Так прошло несколько месяцев. Я начала уже терять надежду, как вдруг мне предложили работу! Да, настоящую работу, музыкальным воспитателем в Дом ребенка.
— А что такое Дом ребенка?
Мне объяснили: это вроде детского дома, только для самых маленьких, от рождения до трех лет. Говоря популярно, вроде яслей.
«Популярно говорил» мой работодатель, инспектор по художественному воспитанию, огромный детина, рыжий до ужаса, с рыжими волосами в ноздрях. У него было дел выше головы, на столе сотни бумажек и разные дыроколы. Говоря со мной, он ритмично постукивал карандашом.
— Ну как? Все ясно?
Я колебалась. Предложение испугало меня, всколыхнуло всю бездну моей неуверенности в себе. Ничего я не знаю, не умею. И все же это была работа, а работать было необходимо, чтобы жить. А жить надо было непременно, неизвестно для чего, но надо! Никогда еще я не была так жадна на жизнь. Меня радовал, меня страстно интересовал мир со всеми своими подробностями: лиловым асфальтом улиц, бегучими дымами в небе, зеленой прошлогодней травой, лезущей из-под грязного снега грубым символом бессмертия… А живые существа: кошки, голуби, дети со своей занятостью и тайной! Не надо это понимать так, будто я забыла свое горе. Нет, горе было во мне, горе было свято, но жизнь привлекала меня безмерно…
Карандаш стукнул весьма решительно.
— Жду ответа. Устраивает это вас, товарищ Флерова?
Стук означал: не задерживай. Даже он, этот рыжий, был мне интересен.
— Устраивает, но… боюсь, не справлюсь.
— Пустяки! «Чижик-пыжик, где ты был?» — пропел он фистулой. — Ну как? Сыграете «Чижика»?
Я поглядела на руки, пошевелила пальцами. Пальцы двигались.
— Пожалуй, сыграю.
— Тогда заметано. Даем направление в Дом ребенка. А вы не тушуйтесь. Повеселее, повеселее, мамаша!
Кажется, впервые в жизни меня назвали мамашей, а было мне тогда неполных сорок лет. Потом называли по-всякому — и мамашей, и бабушкой, и бабусей. Даже бабой-ягой. Ходила я с палочкой вроде клюки, спина согнута, мальчишки бегали за мной и кричали:
— Баба-яга, костяная нога!
Ко всему привыкаешь.
Дом ребенка, куда мне дали направление, помещался в окраинном переулке, в одном из тех, где Москва перестает быть Москвой, где вылезает из-под ее облика глубокая, глухая провинция. Там стоят, развесив ветви, старые, дуплистые деревья, под ними ютятся покосившиеся пятнистые домики, серо-лиловые, как всякая обветренная, мытая дождями древесина. На окнах домиков данью времени кое-где сохранились крестообразные бумажные наклейки — наивное средство, будто бы сохранявшее стекла во время налетов, — ими очень увлекались в начале войны.

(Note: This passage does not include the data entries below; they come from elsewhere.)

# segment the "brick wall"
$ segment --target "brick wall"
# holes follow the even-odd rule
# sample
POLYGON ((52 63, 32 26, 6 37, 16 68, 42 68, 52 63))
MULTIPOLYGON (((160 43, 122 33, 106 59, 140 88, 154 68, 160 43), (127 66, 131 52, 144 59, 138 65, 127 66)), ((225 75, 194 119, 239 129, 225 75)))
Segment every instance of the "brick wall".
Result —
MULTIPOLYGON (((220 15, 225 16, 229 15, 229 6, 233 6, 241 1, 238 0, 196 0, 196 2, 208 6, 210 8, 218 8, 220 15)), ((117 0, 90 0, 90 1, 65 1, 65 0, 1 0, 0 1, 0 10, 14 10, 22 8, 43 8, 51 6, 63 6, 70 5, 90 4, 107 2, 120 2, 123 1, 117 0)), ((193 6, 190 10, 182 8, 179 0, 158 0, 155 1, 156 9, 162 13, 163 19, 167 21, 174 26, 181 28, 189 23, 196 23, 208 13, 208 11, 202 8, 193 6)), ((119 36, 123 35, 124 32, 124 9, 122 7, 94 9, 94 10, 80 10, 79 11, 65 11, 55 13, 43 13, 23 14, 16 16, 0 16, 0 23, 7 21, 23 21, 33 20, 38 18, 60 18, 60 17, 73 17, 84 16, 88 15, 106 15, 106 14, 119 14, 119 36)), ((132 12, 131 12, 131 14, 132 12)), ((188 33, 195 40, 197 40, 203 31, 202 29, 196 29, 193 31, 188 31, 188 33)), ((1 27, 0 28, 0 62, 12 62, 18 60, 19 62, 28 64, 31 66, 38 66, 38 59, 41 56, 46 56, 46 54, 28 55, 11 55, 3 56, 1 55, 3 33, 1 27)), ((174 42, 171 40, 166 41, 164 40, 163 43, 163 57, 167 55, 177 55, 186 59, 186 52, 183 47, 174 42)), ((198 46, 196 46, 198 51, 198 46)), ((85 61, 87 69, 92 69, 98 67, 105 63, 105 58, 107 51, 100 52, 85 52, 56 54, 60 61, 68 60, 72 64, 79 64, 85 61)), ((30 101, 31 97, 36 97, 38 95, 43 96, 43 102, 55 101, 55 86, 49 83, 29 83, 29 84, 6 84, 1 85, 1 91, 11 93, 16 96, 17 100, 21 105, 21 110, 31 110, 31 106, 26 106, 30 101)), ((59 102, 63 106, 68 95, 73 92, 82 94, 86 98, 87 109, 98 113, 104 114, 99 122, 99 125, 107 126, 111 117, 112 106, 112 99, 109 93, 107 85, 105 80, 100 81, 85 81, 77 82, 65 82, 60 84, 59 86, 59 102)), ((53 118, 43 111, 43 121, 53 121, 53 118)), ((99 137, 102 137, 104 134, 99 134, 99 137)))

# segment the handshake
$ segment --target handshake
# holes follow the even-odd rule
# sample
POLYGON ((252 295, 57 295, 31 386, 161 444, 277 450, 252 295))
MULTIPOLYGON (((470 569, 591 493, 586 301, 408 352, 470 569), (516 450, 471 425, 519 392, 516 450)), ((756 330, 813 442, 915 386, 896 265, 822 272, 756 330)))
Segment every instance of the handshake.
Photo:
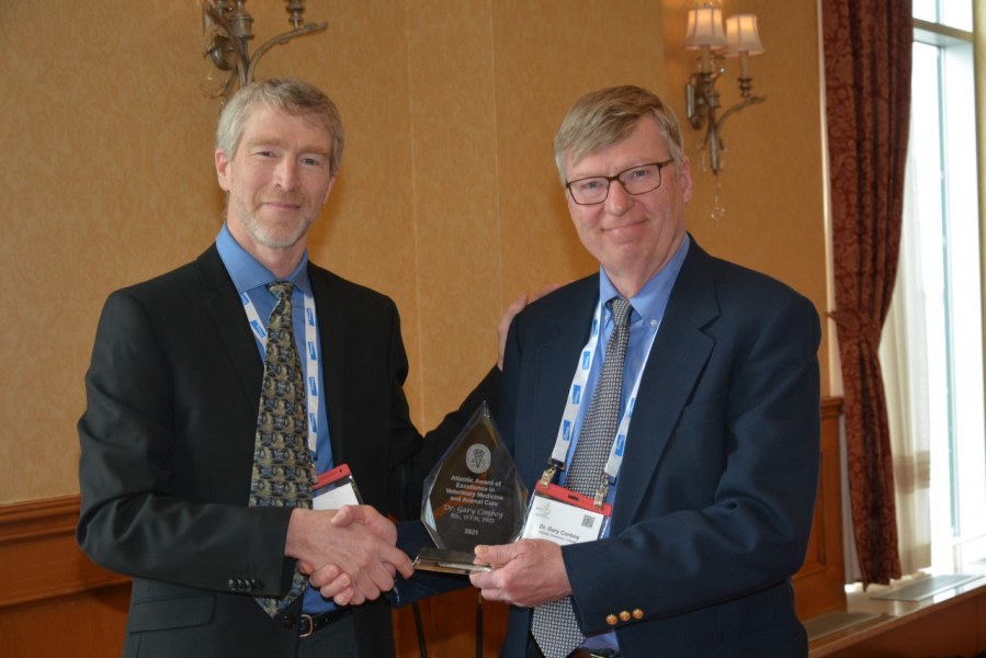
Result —
POLYGON ((397 527, 366 504, 339 510, 292 511, 284 554, 322 597, 359 605, 394 588, 399 571, 410 578, 410 558, 396 547, 397 527))

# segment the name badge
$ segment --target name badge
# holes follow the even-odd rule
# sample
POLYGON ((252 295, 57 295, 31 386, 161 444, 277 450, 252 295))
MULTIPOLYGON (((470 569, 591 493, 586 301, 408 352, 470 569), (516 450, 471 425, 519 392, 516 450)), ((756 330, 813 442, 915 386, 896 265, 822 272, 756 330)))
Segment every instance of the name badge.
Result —
POLYGON ((547 540, 562 546, 594 542, 602 536, 612 513, 610 503, 596 507, 589 496, 539 483, 521 537, 547 540))
POLYGON ((311 509, 315 510, 338 510, 344 504, 363 504, 347 464, 319 475, 311 497, 311 509))

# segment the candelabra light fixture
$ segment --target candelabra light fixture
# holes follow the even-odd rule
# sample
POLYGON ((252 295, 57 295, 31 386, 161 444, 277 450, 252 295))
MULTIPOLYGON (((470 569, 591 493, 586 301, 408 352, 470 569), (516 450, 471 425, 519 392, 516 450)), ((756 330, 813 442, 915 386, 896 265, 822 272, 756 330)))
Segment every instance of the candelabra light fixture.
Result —
POLYGON ((305 0, 285 0, 292 30, 268 39, 250 55, 253 16, 243 7, 247 0, 201 0, 201 3, 202 56, 207 63, 202 93, 208 98, 229 98, 237 84, 251 82, 257 63, 272 47, 328 26, 328 23, 304 22, 305 0))
POLYGON ((723 168, 723 124, 744 107, 762 103, 763 97, 752 95, 753 79, 750 77, 750 57, 764 52, 757 32, 757 16, 737 14, 726 19, 723 30, 723 10, 713 2, 703 2, 688 12, 688 30, 684 47, 699 50, 699 70, 692 73, 685 87, 688 121, 695 129, 705 128, 702 140, 702 164, 709 158, 709 169, 718 175, 723 168), (735 105, 718 114, 719 92, 716 81, 726 72, 726 57, 739 58, 739 93, 741 99, 735 105))

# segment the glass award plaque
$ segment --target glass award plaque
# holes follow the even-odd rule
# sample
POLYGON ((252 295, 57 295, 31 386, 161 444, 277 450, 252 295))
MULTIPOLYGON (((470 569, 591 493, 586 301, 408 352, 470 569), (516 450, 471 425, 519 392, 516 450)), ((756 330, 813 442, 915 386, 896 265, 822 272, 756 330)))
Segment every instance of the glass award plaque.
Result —
POLYGON ((486 402, 424 480, 421 521, 434 542, 416 569, 469 574, 478 544, 509 544, 524 526, 528 489, 500 441, 486 402))

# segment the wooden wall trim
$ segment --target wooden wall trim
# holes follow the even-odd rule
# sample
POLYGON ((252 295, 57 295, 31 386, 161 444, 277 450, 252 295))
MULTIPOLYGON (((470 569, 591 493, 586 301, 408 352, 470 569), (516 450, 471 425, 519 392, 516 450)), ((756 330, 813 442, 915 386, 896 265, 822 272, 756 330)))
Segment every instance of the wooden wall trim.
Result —
POLYGON ((821 400, 821 465, 815 520, 804 565, 791 579, 801 619, 846 606, 842 555, 842 486, 839 456, 842 398, 821 400))
POLYGON ((0 506, 0 610, 129 585, 82 553, 78 519, 78 496, 0 506))

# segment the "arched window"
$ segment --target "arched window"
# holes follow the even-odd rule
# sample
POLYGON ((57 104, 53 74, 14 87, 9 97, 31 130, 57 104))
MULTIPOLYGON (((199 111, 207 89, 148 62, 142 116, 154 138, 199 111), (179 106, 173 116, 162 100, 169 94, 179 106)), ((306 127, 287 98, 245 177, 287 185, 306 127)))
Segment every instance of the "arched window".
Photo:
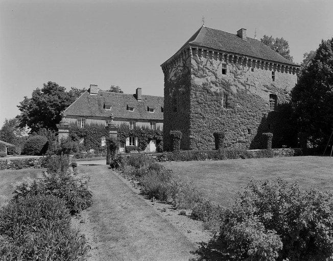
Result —
POLYGON ((271 111, 275 111, 277 104, 277 96, 275 94, 269 95, 269 107, 271 111))

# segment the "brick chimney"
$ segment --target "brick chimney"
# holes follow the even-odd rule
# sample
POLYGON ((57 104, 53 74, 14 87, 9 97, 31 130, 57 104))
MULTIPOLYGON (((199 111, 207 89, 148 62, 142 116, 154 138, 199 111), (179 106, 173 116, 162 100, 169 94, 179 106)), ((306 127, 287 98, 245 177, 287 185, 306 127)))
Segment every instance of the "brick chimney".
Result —
POLYGON ((241 37, 242 40, 247 41, 247 39, 246 38, 246 29, 242 28, 238 30, 237 31, 237 36, 241 37))
POLYGON ((90 88, 89 89, 89 92, 90 95, 97 95, 98 94, 98 91, 100 90, 97 85, 94 84, 90 84, 90 88))
POLYGON ((142 97, 141 95, 141 88, 137 88, 135 90, 135 93, 136 94, 136 100, 138 101, 141 101, 142 100, 142 97))

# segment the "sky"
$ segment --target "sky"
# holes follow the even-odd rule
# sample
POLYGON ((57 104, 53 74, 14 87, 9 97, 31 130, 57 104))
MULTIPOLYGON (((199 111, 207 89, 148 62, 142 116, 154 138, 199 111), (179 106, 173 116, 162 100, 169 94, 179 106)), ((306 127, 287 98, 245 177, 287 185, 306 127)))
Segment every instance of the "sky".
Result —
POLYGON ((163 96, 160 65, 202 25, 283 37, 294 61, 333 37, 331 0, 0 0, 0 126, 49 81, 163 96))

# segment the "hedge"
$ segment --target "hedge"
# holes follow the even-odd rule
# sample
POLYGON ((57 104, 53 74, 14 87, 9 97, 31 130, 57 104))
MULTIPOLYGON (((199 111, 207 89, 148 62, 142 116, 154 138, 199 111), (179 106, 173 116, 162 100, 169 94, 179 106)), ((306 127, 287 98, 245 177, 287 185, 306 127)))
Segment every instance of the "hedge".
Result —
POLYGON ((157 160, 163 161, 192 161, 208 160, 235 160, 237 159, 253 159, 273 158, 276 156, 293 156, 294 150, 262 149, 249 151, 246 149, 230 149, 218 150, 182 150, 163 152, 157 156, 157 160), (281 151, 283 152, 281 153, 281 151))

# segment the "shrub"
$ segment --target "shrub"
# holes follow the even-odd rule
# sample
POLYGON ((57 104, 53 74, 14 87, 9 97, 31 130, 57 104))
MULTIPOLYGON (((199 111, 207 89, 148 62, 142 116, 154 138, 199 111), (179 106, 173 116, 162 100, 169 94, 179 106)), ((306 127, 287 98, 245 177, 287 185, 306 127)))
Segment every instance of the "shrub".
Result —
MULTIPOLYGON (((53 158, 53 157, 52 157, 53 158)), ((92 203, 92 194, 88 189, 88 180, 67 173, 43 173, 32 181, 25 180, 16 185, 15 200, 32 195, 53 195, 63 200, 71 214, 80 212, 92 203)))
POLYGON ((62 139, 58 148, 57 154, 69 155, 77 152, 79 151, 78 143, 72 140, 70 138, 62 139))
POLYGON ((20 154, 21 148, 17 146, 8 146, 7 147, 7 153, 8 155, 20 154))
POLYGON ((221 228, 218 242, 233 260, 326 260, 333 254, 333 196, 280 179, 251 182, 221 228))
POLYGON ((41 155, 47 150, 47 138, 39 135, 30 137, 25 143, 24 152, 27 155, 41 155))
POLYGON ((130 153, 131 151, 133 150, 136 150, 137 151, 140 151, 140 148, 137 146, 125 146, 125 152, 130 153))
POLYGON ((83 260, 84 237, 70 228, 64 202, 51 195, 28 196, 0 210, 2 260, 83 260))
POLYGON ((6 151, 6 144, 0 142, 0 152, 6 151))

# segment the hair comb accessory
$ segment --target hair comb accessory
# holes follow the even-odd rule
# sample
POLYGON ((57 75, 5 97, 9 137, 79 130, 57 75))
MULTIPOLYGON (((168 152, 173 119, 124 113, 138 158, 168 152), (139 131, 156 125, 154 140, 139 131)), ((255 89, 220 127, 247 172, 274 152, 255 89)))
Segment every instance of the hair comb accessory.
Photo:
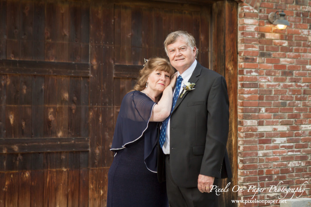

А сейчас было начало весны — слабое, солнечное начало; пахло землей, мокрыми ветками, будущим. Я шла переулком, опираясь на свою клюку, и меня радовало, как гибко и свободно идет от колонки женщина с ведрами, как плавно похаживает на ее плече коромысло, роняя светлые полновесные капли. На деревьях целым кагалом картаво орали какие-то птицы, должно быть грачи. Нищая, весенняя прелесть домиков, бумажных крестов, грачиных гнезд трогала надеждой, обещанием жить. Радиорупор на углу передавал что-то бодрое о положении на фронтах; под ним стоял, задрав голову, старик в обтрепанных валенках, и его борода сквозила на солнце.
Дом ребенка, в конце переулка, за высоким забором, тоже весь насторожился в ожидании жизни. В саду меж подтаявших, рябо почерневших сугробов парами ходили по дорожкам под присмотром воспитательницы очень маленькие, очень тихие дети. Они были одинаково скромно и бедно одеты в казенные ватнички. Дом был каменный, двухэтажный, в кольце террас, сплошь затканных плющом, голым, усохшим за зиму, но жадно желающим жить. Когда я подходила к дому, меня поразил тихий хор маленьких плачущих голосов, доносившийся из одного крыла сквозь раскрытые форточки. Женщина в белом халате с бадейкой в руке вышла из дома. Я спросила: «Что это?» — разумея тихий хор.
— Грудные плачут, — ответила она. — Ну, это так говорится — грудные, а где ихние груди? Матерей нет — кто погиб, кто бросил. Наши все искусственники, на смесях растут. Рахит замучил, но ничего, боремся. А вам что надо, мамаша?
У нее было нежное, полное, желтоглазое лицо, чуть оттененное пушком у выпуклых губ.